Vor der „Demo gegen Waffenlieferungen nach Israel“ am vorigen Sonnabend hatte das Ordnungsamt 17 verschiedene Auflagen gemacht. Danach sollten Kennzeichen und Symbole von Terrororganisationen wie der Hamas ebenso verboten sein wie die „Kindermörder“-Parole. Aber auch Abbildungen des israelischen Staatsgebietes, ausgefüllt mit den Farben der palästinensischen Flagge, wurden untersagt. Verboten wurde schließlich der bereits vom Bundesinnenministerium als Hamas-typisch geächtete Slogan „From the river to the sea / Palestine will be free“ (Vom Fluss (Jordan) bis zum (Mittel-)Meer wird Palästina frei sein).

Gegen diese Auflagen wehrte sich die Bremerin Ranya Dakkour in einem einstweiligen Rechtsschutzverfahren. Die Innenbehörde wiederum wollte gegen die aufschiebende Wirkung dieser Klage vorgehen, scheiterte damit aber. Die Grundrechte der Antragstellerin wiegen laut Gericht in diesem Einzelfall „schwerer als die nach der Einschätzung der Versammlungsbehörde vorliegenden Gefahren für die öffentliche Sicherheit“. Folge: Die vom Ordnungsamt beanstandeten Äußerungen durften auf der Demo folgenlos verbreitet werden.

Vor allem die siebenseitige Begründung der drei Richter irritiert sowohl die Fraktionen der Bürgerschaft als auch die jüdische Gemeinde erheblich.

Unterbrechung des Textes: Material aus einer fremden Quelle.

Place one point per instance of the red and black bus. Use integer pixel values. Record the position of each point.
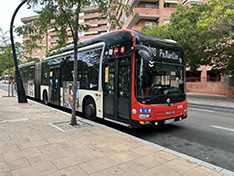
(123, 76)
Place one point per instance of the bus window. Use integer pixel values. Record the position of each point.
(153, 85)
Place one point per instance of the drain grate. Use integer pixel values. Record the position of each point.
(65, 125)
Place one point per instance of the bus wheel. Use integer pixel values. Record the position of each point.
(45, 98)
(90, 109)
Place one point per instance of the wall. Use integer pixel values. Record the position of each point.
(218, 88)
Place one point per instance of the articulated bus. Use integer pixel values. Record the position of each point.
(123, 76)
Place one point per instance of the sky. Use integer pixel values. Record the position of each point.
(7, 9)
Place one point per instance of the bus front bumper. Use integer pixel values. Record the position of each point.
(136, 124)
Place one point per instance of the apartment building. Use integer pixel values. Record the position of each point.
(151, 12)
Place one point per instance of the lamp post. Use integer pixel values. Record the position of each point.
(20, 88)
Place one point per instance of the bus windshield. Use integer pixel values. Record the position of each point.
(156, 82)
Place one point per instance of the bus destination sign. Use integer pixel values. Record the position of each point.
(166, 54)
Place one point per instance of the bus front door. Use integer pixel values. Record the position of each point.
(117, 89)
(54, 88)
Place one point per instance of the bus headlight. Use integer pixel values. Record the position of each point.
(144, 116)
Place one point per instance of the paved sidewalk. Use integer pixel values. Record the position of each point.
(212, 100)
(37, 140)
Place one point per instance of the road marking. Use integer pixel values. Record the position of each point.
(13, 120)
(223, 128)
(205, 110)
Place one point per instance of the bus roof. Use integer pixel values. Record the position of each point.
(124, 35)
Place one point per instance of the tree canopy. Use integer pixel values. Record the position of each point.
(205, 31)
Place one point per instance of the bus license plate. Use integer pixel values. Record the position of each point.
(169, 121)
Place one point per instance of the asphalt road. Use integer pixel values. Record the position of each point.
(206, 134)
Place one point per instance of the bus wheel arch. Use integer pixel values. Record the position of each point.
(89, 108)
(45, 97)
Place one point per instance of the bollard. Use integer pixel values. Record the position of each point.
(12, 90)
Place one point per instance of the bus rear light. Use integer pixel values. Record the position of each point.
(144, 122)
(144, 116)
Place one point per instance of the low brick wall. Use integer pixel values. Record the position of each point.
(217, 88)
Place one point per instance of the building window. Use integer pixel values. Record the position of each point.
(166, 20)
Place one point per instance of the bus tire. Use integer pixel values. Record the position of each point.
(90, 109)
(45, 97)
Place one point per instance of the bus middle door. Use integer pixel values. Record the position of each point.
(54, 85)
(117, 89)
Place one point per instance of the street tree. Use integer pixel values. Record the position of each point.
(61, 15)
(32, 39)
(6, 58)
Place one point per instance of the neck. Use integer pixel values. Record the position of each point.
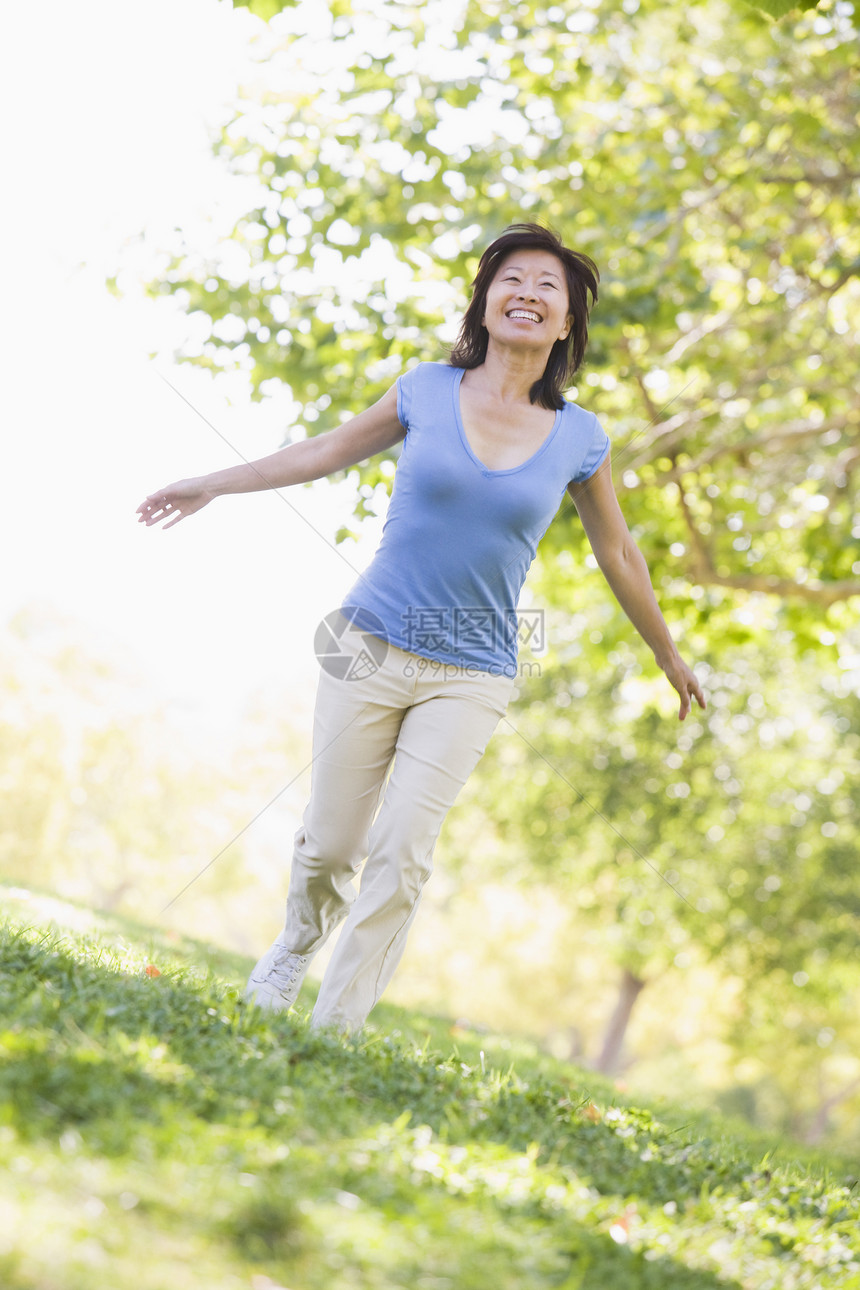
(508, 374)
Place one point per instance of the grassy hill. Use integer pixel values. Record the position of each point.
(156, 1135)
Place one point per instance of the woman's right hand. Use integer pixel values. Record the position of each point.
(174, 502)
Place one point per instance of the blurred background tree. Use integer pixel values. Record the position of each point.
(709, 160)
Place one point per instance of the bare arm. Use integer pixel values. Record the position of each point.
(624, 568)
(359, 439)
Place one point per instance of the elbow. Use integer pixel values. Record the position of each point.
(619, 559)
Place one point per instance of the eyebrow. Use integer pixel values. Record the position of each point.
(546, 272)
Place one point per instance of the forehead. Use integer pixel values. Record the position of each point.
(533, 261)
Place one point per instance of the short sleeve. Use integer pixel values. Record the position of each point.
(596, 453)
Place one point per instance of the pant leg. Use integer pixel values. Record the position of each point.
(355, 733)
(441, 741)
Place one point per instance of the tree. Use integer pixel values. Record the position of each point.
(718, 194)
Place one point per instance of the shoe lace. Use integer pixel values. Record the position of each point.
(285, 966)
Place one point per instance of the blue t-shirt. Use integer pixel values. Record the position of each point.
(459, 538)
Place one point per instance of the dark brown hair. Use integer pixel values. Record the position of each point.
(565, 356)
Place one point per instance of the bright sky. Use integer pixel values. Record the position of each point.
(108, 109)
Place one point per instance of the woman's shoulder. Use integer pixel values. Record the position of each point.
(430, 370)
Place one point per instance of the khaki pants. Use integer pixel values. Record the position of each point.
(435, 721)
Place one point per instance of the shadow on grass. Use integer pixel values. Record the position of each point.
(124, 1058)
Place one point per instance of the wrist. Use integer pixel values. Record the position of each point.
(667, 655)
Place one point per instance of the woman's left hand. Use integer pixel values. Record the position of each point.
(682, 677)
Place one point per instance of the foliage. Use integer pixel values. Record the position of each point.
(707, 160)
(154, 1130)
(103, 793)
(731, 839)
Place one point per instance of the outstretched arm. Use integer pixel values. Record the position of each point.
(360, 437)
(624, 568)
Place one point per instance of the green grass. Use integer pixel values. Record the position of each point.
(156, 1134)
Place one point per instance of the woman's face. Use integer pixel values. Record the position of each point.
(527, 302)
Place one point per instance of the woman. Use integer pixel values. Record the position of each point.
(489, 448)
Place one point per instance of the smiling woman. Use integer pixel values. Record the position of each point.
(419, 661)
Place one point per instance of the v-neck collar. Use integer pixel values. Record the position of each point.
(511, 470)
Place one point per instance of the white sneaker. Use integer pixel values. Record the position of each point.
(276, 981)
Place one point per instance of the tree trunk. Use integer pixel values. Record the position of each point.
(631, 988)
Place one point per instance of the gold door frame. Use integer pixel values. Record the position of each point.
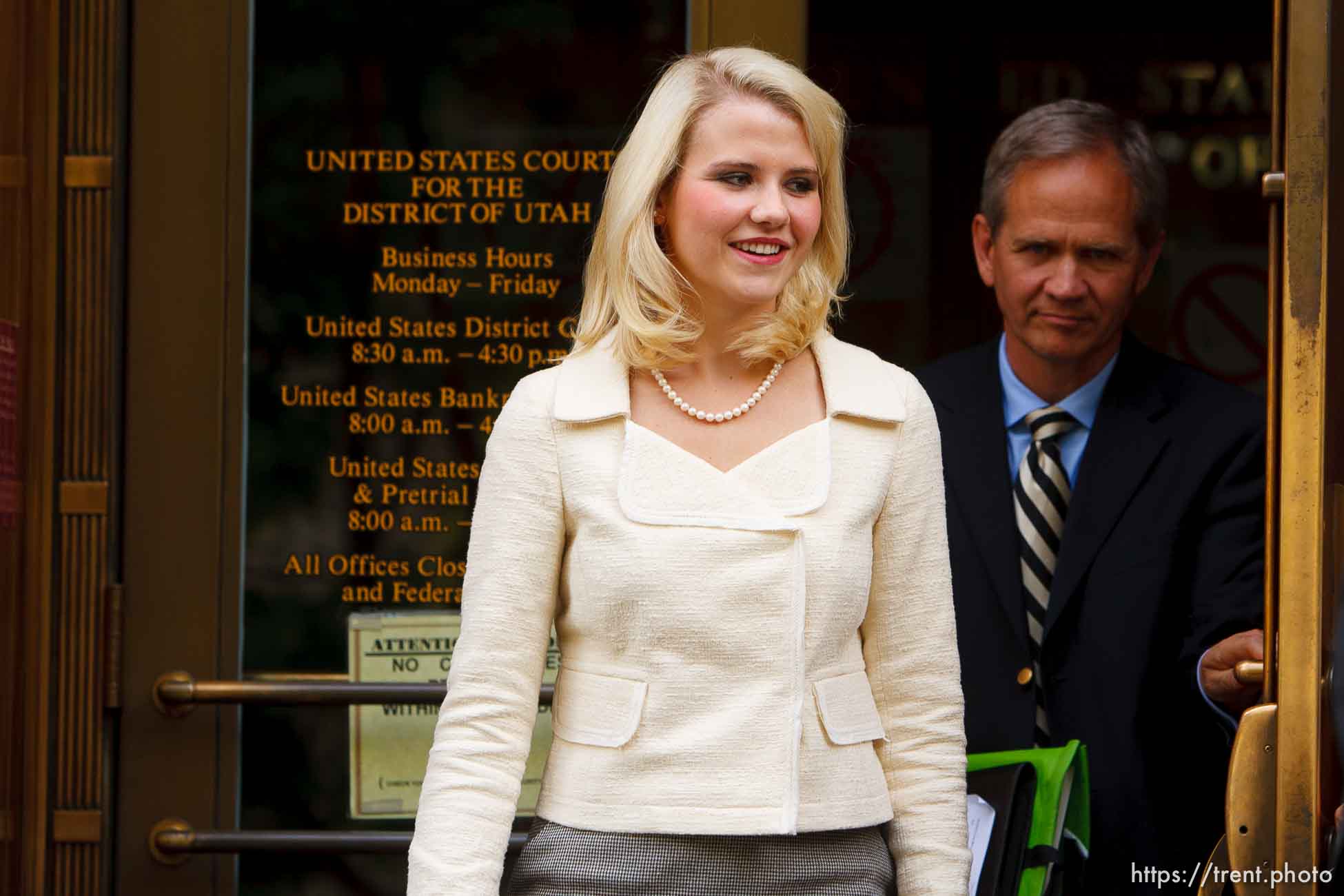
(1284, 778)
(1311, 438)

Gerichtspräsidentin Meike Jörgensen und deren Kollegen sind etwa der Auffassung, dass „Kindermörder Israel“ keineswegs nur ein antisemitisches Klischee sei: Es sei „nicht ausgeschlossen, dass hiermit nicht jüdische Menschen, sondern der Staat Israel als politischer Akteur gemeint ist“. Schließlich seien „im Rahmen des Krieges in Gaza auch Kinder zu Tode gekommen“. Und bei der „zugespitzten Kritik“ daran dürfe im Rahmen der Meinungsfreiheit eine juristisch präzise Verwendung des Begriffs „Mord“ nicht vorausgesetzt werden.

Auch der Wunsch nach einem palästinensischen Staatsgebiet, das den kompletten derzeitigen Staat Israel umfasst, ist für die Verwaltungsrichter unproblematisch. Genau wie die Fluss-Meer-Parole sage solch ein Plakat „nichts darüber aus, wie dieses Ziel erreicht werden soll“. Jedenfalls beinhalteten beide nicht „einen zwingenden Aufruf zum Kampf gegen Israel“.

„Also eine politisch-diplomatische Lösung für einen Palästinenserstaat auf dem Gebiet Israels?“, fragt Kevin Lenkeit, innenpolitischer Sprecher der SPD-Bürgerschaftsfraktion. Offensichtlich hätten die Richter „aktuelle politische Dynamiken ausgeblendet“. Den Beschluss des Gerichts hält er für „brandgefährlich angesichts zunehmender antisemitischer Straftaten“.

Nach Meinung der Richter hingegen ist das alles heute „anders zu bewerten als noch Ende Oktober 2023“. Damals hatte dieselbe Kammer noch ausgeführt, dass diese Äußerungen „offensichtlich und unmissverständlich“ in unmittelbarem Zusammenhang mit dem Massaker der Hamas an rund 1200 Jüdinnen und Juden am 7. Oktober stehen.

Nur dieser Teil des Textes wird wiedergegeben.